Su primera parada fue frente al patio donde se llamaba a los condenados a muerte y donde el sacerdote polaco Maximiliano Kolbe ofreció su vida a cambio de la de un padre de familia que iba a ser asesinado.
Francisco se sentó en un banco y permaneció con los ojos cerrados y en profundo recogimiento durante algunos minutos y, acto seguido, besó y acarició uno de los postes de madera que servían para las ejecuciones.
Después el papa, visiblemente serio y concentrado, se trasladó al bloque 11, donde se encontraban las celdas subterráneas en las que se encerraban a los condenados a muerte y donde saludó a once supervivientes.
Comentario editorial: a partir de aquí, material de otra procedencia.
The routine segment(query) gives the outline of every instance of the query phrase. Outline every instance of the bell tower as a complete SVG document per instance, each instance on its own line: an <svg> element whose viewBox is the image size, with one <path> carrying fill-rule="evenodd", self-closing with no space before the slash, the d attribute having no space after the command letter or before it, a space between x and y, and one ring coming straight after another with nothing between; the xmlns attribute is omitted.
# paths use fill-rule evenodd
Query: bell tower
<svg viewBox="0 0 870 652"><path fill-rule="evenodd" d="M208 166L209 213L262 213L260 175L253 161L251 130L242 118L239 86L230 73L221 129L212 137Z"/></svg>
Dos besos a cada uno y sólo el intercambio de algunas palabras.
Entre ellos, sentados en unas sillas, se encontraba Helena Dunicz Niwiska, de 101 años, que vivía junto con sus padres en Lviv hasta que fue detenida con su madre, María, en 1943 y deportada a Auschwitz en octubre de ese mismo año.
Helena era violinista, por lo que fue obligada a formar parte de una orquesta que tocaba para los nazis en el cercano campo de Birkenau.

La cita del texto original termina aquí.